Buntutnya, kaum penjajah memaksa para pejuang Indonesia
ini menjadi pekerja paksa (rodi), untuk memahat batu-batu cadas ini
hingga jalan Tarutung-Sibolga (Tapanuli Tengah) bisa tembus.
Pada
masa penjajahan Jepang, pembuatan Batu Lubang ini terus berlanjut
hingga selesai dan dapat dilalui oleh kendaraan bermotor. Konon, pada
waktu pembuatan Batu Lubang, banyak para pejuang yang menjadi korban dan
tidak sedikit pejuang yang mati. Yang mati, mayatnya langsung dibuang
ke jurang.
Selama
bertahun-tahun dibiarkan tetap sempit, sekitar tahun 1991, akhirnya
pemerintah akhirnya memutuskan untuk memperlebar terowongan. Tapi kali
ini tak lagi dengan memahat, melainkan pakai dinamit.
Terpanggil Jadi Penjaga
Dulu,
Batu Lubang terkesan seram, karena tidak ada lampu maupun penjaga.
Namun saat ini, kesan itu sudah berkurang jauh. Sudah 15 tahun lamanya,
Batu Lubang diawasi seorang penjaga, yang digaji Dinas Pekerjaan Umum
Rp500 ribu per bulan.
“Dulu
sejak tahun 1993, Batu Lubang ini dijaga dan diawasi mertua saya, Serep
Simbolon (almarhum, red). Namun sejak mertua saya meninggal awal 2008,
saya yang jaga,” kata Robert Tarihoran.
Ditanya
kisah terpanggilnya mertua kemudian dirinya menjadi penjaga Batu
Lubang, Robert menjelaskan, hal itu dimulai tahun 1991, saat ada
pengeboman untuk pelebaran terowongan di di Batu Lubang.
“Tak
lama setelah pengeboman, suatu malam saat tidur, mertua saya bermimpi.

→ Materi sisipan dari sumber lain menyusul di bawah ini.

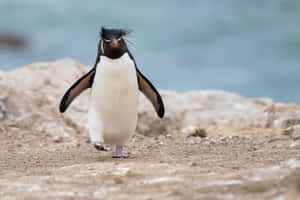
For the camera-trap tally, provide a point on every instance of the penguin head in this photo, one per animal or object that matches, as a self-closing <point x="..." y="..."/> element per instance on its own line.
<point x="112" y="44"/>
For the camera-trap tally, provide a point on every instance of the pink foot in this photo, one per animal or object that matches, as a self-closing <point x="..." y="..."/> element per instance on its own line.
<point x="118" y="153"/>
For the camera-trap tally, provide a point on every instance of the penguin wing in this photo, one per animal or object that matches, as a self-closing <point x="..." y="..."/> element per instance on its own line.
<point x="151" y="93"/>
<point x="80" y="85"/>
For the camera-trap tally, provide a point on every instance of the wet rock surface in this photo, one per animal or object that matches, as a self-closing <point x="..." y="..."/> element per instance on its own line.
<point x="210" y="145"/>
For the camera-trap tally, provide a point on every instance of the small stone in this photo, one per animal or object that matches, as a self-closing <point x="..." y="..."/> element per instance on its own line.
<point x="289" y="122"/>
<point x="118" y="180"/>
<point x="295" y="145"/>
<point x="198" y="132"/>
<point x="288" y="131"/>
<point x="192" y="164"/>
<point x="57" y="139"/>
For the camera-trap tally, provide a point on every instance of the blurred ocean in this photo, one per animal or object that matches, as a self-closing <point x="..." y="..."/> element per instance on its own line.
<point x="248" y="47"/>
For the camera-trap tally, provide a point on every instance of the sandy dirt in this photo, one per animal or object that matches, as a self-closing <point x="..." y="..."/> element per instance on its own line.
<point x="251" y="150"/>
<point x="172" y="166"/>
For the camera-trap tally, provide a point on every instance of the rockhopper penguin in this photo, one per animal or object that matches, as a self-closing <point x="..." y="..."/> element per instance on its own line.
<point x="115" y="81"/>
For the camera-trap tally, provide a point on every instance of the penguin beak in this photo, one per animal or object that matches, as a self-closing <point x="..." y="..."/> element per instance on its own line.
<point x="114" y="43"/>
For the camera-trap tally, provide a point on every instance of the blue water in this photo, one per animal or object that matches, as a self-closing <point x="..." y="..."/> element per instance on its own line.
<point x="248" y="47"/>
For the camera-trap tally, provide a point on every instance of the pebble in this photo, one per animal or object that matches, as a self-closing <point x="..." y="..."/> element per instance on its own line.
<point x="192" y="164"/>
<point x="57" y="139"/>
<point x="198" y="132"/>
<point x="295" y="145"/>
<point x="118" y="180"/>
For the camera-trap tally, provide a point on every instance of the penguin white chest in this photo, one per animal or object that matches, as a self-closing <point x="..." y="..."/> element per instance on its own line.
<point x="114" y="101"/>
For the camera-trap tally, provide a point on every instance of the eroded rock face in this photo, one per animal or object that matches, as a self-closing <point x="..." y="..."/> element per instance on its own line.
<point x="210" y="144"/>
<point x="30" y="97"/>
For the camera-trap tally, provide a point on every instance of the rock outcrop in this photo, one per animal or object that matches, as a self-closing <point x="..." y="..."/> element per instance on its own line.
<point x="29" y="98"/>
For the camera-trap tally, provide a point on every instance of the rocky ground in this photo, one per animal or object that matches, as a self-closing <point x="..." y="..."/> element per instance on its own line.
<point x="210" y="145"/>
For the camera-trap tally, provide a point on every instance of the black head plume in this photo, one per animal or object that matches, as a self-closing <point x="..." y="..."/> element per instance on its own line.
<point x="113" y="33"/>
<point x="112" y="43"/>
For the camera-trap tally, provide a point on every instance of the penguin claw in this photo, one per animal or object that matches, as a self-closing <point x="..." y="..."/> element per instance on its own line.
<point x="99" y="146"/>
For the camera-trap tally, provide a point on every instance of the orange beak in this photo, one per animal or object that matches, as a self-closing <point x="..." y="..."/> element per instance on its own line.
<point x="114" y="43"/>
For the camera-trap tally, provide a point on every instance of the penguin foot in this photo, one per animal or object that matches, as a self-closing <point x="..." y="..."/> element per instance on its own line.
<point x="99" y="146"/>
<point x="118" y="153"/>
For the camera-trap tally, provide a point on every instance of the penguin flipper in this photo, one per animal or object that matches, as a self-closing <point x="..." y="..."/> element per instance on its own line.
<point x="151" y="93"/>
<point x="80" y="85"/>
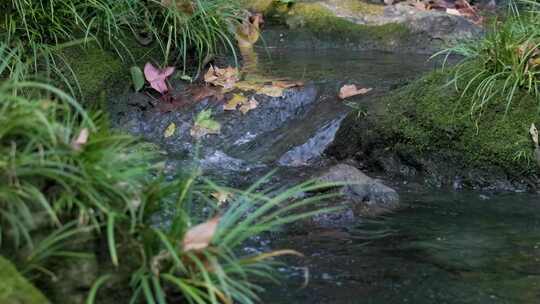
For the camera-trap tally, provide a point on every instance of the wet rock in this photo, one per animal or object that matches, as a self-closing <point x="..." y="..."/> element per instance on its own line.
<point x="15" y="289"/>
<point x="370" y="196"/>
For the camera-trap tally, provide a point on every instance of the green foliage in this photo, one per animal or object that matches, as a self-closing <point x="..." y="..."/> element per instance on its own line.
<point x="66" y="179"/>
<point x="503" y="64"/>
<point x="35" y="31"/>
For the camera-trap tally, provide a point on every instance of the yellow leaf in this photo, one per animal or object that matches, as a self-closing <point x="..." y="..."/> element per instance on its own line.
<point x="200" y="236"/>
<point x="236" y="101"/>
<point x="351" y="90"/>
<point x="170" y="130"/>
<point x="248" y="106"/>
<point x="272" y="91"/>
<point x="222" y="197"/>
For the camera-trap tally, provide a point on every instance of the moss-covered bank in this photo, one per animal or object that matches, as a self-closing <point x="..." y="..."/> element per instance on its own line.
<point x="15" y="289"/>
<point x="425" y="129"/>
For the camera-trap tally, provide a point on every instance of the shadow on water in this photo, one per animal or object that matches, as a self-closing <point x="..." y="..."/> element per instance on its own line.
<point x="441" y="248"/>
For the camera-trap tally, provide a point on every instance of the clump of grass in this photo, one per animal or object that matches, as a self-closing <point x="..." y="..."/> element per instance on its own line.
<point x="58" y="189"/>
<point x="503" y="64"/>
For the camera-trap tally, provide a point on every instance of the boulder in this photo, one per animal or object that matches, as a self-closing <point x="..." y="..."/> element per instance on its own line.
<point x="370" y="196"/>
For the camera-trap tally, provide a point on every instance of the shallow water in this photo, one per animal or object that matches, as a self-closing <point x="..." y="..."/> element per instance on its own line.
<point x="442" y="248"/>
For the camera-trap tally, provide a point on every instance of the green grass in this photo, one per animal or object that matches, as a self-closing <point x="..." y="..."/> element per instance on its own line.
<point x="503" y="64"/>
<point x="56" y="196"/>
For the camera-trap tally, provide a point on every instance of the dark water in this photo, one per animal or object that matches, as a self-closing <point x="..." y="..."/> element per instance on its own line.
<point x="442" y="248"/>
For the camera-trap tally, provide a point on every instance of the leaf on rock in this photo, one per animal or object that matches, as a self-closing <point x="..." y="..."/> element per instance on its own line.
<point x="351" y="90"/>
<point x="234" y="103"/>
<point x="272" y="91"/>
<point x="201" y="93"/>
<point x="81" y="140"/>
<point x="287" y="84"/>
<point x="226" y="77"/>
<point x="534" y="133"/>
<point x="200" y="236"/>
<point x="169" y="131"/>
<point x="222" y="197"/>
<point x="248" y="106"/>
<point x="157" y="77"/>
<point x="137" y="77"/>
<point x="204" y="125"/>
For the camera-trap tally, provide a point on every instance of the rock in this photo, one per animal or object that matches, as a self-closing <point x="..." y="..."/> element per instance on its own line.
<point x="15" y="289"/>
<point x="370" y="196"/>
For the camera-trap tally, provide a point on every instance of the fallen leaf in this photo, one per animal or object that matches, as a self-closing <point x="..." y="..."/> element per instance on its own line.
<point x="201" y="93"/>
<point x="137" y="78"/>
<point x="534" y="134"/>
<point x="287" y="84"/>
<point x="204" y="125"/>
<point x="351" y="90"/>
<point x="222" y="197"/>
<point x="81" y="139"/>
<point x="248" y="106"/>
<point x="157" y="77"/>
<point x="248" y="32"/>
<point x="236" y="101"/>
<point x="453" y="11"/>
<point x="226" y="77"/>
<point x="272" y="91"/>
<point x="200" y="236"/>
<point x="169" y="131"/>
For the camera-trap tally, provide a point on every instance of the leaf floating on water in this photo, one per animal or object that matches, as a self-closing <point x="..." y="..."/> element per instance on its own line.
<point x="534" y="134"/>
<point x="157" y="77"/>
<point x="252" y="104"/>
<point x="351" y="90"/>
<point x="137" y="77"/>
<point x="200" y="236"/>
<point x="287" y="84"/>
<point x="170" y="130"/>
<point x="204" y="125"/>
<point x="226" y="77"/>
<point x="236" y="101"/>
<point x="272" y="91"/>
<point x="222" y="197"/>
<point x="81" y="140"/>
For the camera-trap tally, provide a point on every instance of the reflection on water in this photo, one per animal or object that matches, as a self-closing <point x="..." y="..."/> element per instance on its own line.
<point x="441" y="248"/>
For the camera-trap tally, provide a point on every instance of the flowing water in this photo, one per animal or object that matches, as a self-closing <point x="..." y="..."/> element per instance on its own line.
<point x="441" y="247"/>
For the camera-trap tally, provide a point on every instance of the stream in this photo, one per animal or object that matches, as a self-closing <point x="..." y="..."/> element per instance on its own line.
<point x="439" y="247"/>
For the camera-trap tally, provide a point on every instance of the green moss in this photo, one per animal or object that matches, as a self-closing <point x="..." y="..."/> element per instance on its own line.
<point x="259" y="6"/>
<point x="431" y="117"/>
<point x="323" y="23"/>
<point x="15" y="289"/>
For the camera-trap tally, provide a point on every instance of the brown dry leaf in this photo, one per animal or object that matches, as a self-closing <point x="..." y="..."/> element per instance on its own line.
<point x="226" y="77"/>
<point x="169" y="131"/>
<point x="248" y="32"/>
<point x="248" y="106"/>
<point x="200" y="93"/>
<point x="351" y="90"/>
<point x="200" y="236"/>
<point x="453" y="11"/>
<point x="81" y="139"/>
<point x="287" y="84"/>
<point x="534" y="133"/>
<point x="222" y="197"/>
<point x="272" y="91"/>
<point x="235" y="102"/>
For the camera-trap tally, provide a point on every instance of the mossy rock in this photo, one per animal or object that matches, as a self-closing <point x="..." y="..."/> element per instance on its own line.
<point x="15" y="289"/>
<point x="304" y="19"/>
<point x="428" y="125"/>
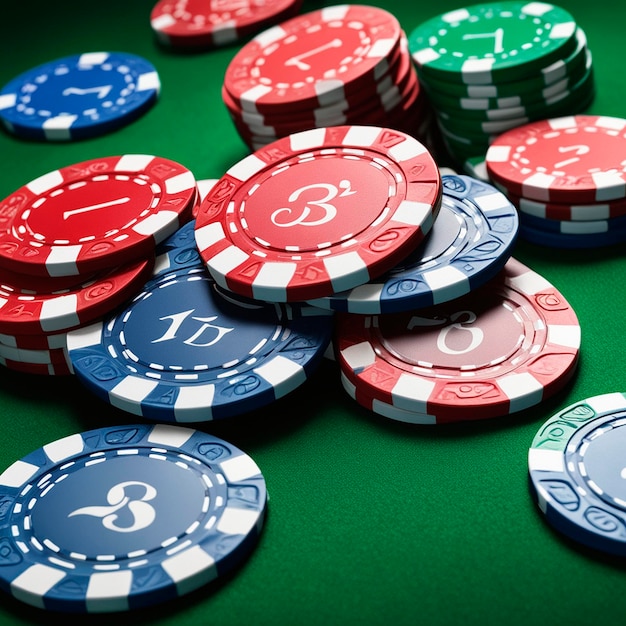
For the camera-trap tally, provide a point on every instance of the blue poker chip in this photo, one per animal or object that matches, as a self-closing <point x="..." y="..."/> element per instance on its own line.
<point x="179" y="251"/>
<point x="184" y="352"/>
<point x="469" y="243"/>
<point x="576" y="469"/>
<point x="78" y="96"/>
<point x="552" y="239"/>
<point x="124" y="517"/>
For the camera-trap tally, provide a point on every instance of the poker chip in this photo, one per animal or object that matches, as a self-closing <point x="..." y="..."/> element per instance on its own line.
<point x="125" y="517"/>
<point x="575" y="464"/>
<point x="318" y="212"/>
<point x="183" y="352"/>
<point x="502" y="348"/>
<point x="574" y="159"/>
<point x="492" y="67"/>
<point x="567" y="178"/>
<point x="79" y="96"/>
<point x="339" y="65"/>
<point x="196" y="23"/>
<point x="29" y="305"/>
<point x="469" y="243"/>
<point x="94" y="215"/>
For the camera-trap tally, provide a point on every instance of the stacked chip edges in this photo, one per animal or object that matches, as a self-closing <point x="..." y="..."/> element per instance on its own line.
<point x="483" y="86"/>
<point x="50" y="285"/>
<point x="565" y="175"/>
<point x="346" y="64"/>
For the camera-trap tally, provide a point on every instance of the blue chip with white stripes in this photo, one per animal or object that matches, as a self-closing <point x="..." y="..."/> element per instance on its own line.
<point x="79" y="96"/>
<point x="184" y="351"/>
<point x="469" y="243"/>
<point x="125" y="517"/>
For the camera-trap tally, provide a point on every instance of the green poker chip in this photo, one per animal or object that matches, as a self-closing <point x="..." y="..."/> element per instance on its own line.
<point x="479" y="44"/>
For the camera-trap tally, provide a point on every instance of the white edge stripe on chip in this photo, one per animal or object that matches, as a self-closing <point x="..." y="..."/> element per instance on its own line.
<point x="190" y="569"/>
<point x="63" y="448"/>
<point x="207" y="236"/>
<point x="46" y="182"/>
<point x="545" y="460"/>
<point x="108" y="591"/>
<point x="246" y="168"/>
<point x="412" y="393"/>
<point x="359" y="356"/>
<point x="17" y="474"/>
<point x="33" y="583"/>
<point x="282" y="374"/>
<point x="239" y="468"/>
<point x="133" y="162"/>
<point x="170" y="435"/>
<point x="336" y="12"/>
<point x="567" y="336"/>
<point x="93" y="58"/>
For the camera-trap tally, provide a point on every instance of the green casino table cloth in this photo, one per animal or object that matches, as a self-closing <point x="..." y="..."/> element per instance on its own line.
<point x="370" y="521"/>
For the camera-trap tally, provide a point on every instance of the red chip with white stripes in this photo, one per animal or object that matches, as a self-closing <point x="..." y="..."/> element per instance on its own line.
<point x="502" y="348"/>
<point x="317" y="212"/>
<point x="94" y="215"/>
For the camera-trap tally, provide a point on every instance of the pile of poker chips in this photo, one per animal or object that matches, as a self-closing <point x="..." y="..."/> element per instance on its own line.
<point x="200" y="24"/>
<point x="79" y="96"/>
<point x="567" y="178"/>
<point x="490" y="67"/>
<point x="78" y="242"/>
<point x="344" y="64"/>
<point x="455" y="330"/>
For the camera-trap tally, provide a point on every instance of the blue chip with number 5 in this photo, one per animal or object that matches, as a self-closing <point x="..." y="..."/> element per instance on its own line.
<point x="469" y="243"/>
<point x="184" y="351"/>
<point x="79" y="96"/>
<point x="125" y="517"/>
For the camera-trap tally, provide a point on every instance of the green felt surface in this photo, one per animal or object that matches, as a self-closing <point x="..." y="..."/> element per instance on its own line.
<point x="370" y="521"/>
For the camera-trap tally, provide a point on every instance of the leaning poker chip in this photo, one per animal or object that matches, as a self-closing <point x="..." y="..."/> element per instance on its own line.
<point x="481" y="43"/>
<point x="182" y="352"/>
<point x="79" y="96"/>
<point x="197" y="23"/>
<point x="29" y="306"/>
<point x="575" y="159"/>
<point x="500" y="349"/>
<point x="313" y="59"/>
<point x="94" y="215"/>
<point x="318" y="212"/>
<point x="575" y="465"/>
<point x="471" y="240"/>
<point x="125" y="517"/>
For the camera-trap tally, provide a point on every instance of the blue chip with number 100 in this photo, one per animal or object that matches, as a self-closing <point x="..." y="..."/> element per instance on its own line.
<point x="183" y="351"/>
<point x="125" y="517"/>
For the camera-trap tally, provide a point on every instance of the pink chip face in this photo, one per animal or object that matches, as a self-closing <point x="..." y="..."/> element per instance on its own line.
<point x="577" y="160"/>
<point x="313" y="58"/>
<point x="498" y="350"/>
<point x="318" y="212"/>
<point x="94" y="215"/>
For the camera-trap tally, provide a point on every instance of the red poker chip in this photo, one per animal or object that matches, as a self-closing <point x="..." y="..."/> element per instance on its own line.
<point x="570" y="212"/>
<point x="501" y="349"/>
<point x="318" y="212"/>
<point x="198" y="23"/>
<point x="314" y="59"/>
<point x="577" y="159"/>
<point x="94" y="215"/>
<point x="29" y="306"/>
<point x="58" y="366"/>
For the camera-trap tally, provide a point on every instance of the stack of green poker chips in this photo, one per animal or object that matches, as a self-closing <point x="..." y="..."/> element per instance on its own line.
<point x="491" y="67"/>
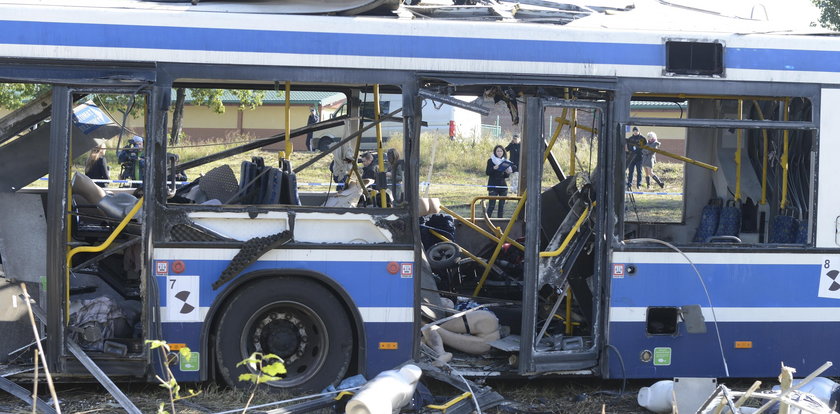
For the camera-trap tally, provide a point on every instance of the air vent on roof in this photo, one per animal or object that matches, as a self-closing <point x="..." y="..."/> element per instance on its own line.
<point x="693" y="58"/>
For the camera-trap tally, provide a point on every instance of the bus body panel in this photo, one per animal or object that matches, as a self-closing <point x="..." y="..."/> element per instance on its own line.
<point x="767" y="307"/>
<point x="384" y="299"/>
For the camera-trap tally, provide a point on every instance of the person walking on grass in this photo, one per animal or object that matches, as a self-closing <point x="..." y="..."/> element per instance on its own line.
<point x="498" y="169"/>
<point x="649" y="160"/>
<point x="634" y="158"/>
<point x="96" y="167"/>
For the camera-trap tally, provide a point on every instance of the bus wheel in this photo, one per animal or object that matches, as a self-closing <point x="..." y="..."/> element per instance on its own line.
<point x="296" y="319"/>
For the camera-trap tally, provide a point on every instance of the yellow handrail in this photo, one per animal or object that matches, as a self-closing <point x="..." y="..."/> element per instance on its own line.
<point x="569" y="236"/>
<point x="463" y="250"/>
<point x="93" y="249"/>
<point x="738" y="154"/>
<point x="288" y="113"/>
<point x="680" y="157"/>
<point x="481" y="231"/>
<point x="764" y="157"/>
<point x="572" y="142"/>
<point x="382" y="194"/>
<point x="450" y="403"/>
<point x="498" y="249"/>
<point x="784" y="159"/>
<point x="474" y="201"/>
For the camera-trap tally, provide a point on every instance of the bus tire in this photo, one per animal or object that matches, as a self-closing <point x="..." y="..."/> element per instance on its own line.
<point x="297" y="319"/>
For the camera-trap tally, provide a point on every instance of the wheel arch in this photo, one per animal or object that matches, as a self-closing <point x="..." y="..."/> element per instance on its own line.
<point x="358" y="361"/>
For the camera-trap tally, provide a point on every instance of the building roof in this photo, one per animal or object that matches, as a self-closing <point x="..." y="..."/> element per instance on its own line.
<point x="658" y="105"/>
<point x="279" y="97"/>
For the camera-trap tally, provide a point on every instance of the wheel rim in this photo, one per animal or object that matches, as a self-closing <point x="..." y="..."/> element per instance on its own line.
<point x="292" y="331"/>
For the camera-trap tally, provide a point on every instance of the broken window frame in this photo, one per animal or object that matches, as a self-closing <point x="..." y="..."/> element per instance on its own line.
<point x="757" y="91"/>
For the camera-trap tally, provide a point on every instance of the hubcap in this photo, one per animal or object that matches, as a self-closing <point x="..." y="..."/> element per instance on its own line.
<point x="292" y="331"/>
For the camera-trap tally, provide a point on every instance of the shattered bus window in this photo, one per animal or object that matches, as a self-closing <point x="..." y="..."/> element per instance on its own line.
<point x="747" y="184"/>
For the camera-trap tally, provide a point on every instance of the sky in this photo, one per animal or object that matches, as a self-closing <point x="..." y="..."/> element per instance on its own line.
<point x="800" y="11"/>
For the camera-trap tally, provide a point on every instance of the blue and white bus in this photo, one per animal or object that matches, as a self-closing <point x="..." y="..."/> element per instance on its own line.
<point x="726" y="272"/>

Ia bermimpi didatangi seseorang, yang mengatakan agar mertua saya
membersihkan Batu Lubang. ‘Kau beserta anakmu akan kuberikan alat
kompresor untuk membersihkan debu yang ada di Batu Lubang’ Itulah pesan
yang diterima mertuaku dalam mimpinya,” kata ayah lima anak ini.
Beberapa
hari setelah mimpi itu, mertuanya didatangi Pegawai Dinas PU, dan
ditawari pekerjaan untuk merawat dan membersihkan jalan sepanjang Batu
Lubang. Pekerjaan sebagai penjaga dilakoni mertuanya sejak tahun 1993
sampai tahun 2008, dengan gaji terakhir Rp500 ribu per bulan.
Sebelum
mertuanya meninggal pada Pebruari 2008, pekerjaan sebagai penjaga
terowongan diwariskannya kepada sang menantu, yaitu Robert sendiri. Gaji
tetap sama, Rp500 ribu per bulan.
Cukupkah
untuk menghidupi dan menyekolahkan kelima anaknya? “Yah, pesan mertua
hanya satu, selama menjaga Batu Lubang, saya harus selalu memiliki niat
baik. Dengan demikian, saya akan diberikan rejeki. Pesan itu saya
pegang, dan sampai sekarang kelima anak saya masih sekolah,” katanya.
Rezeki
dimaksud datang dari para sopir yang lewat Batu Lubang, yang kerap
memberikan sekedar uang rokok kepadanya. “Rezeki itu khususnya sering
datang dari kendaraan prbadi,” ungkapnya mensyukuri berkat yang
diterimanya.
Objek Wisata
Bagi
orang yang belum pernah melewati Batu Lubang, mungkin ingin tahu
rasanya melewati Batu Lubang. Jujur, kesannya cukup mencekam. Untungnya,
panjang terowongan hanya 10 meter ditambah 8 meter. Di terowongan 10
meter itu yang kesannya agak dramatis, karena terowongan menikung,
dengan air menetes di sana
sini. Jalan di terowongan itu sendiri sama sekali tidak mulus alias
rusak berat. Maklum, tetesan air terus menerus merusak jalan.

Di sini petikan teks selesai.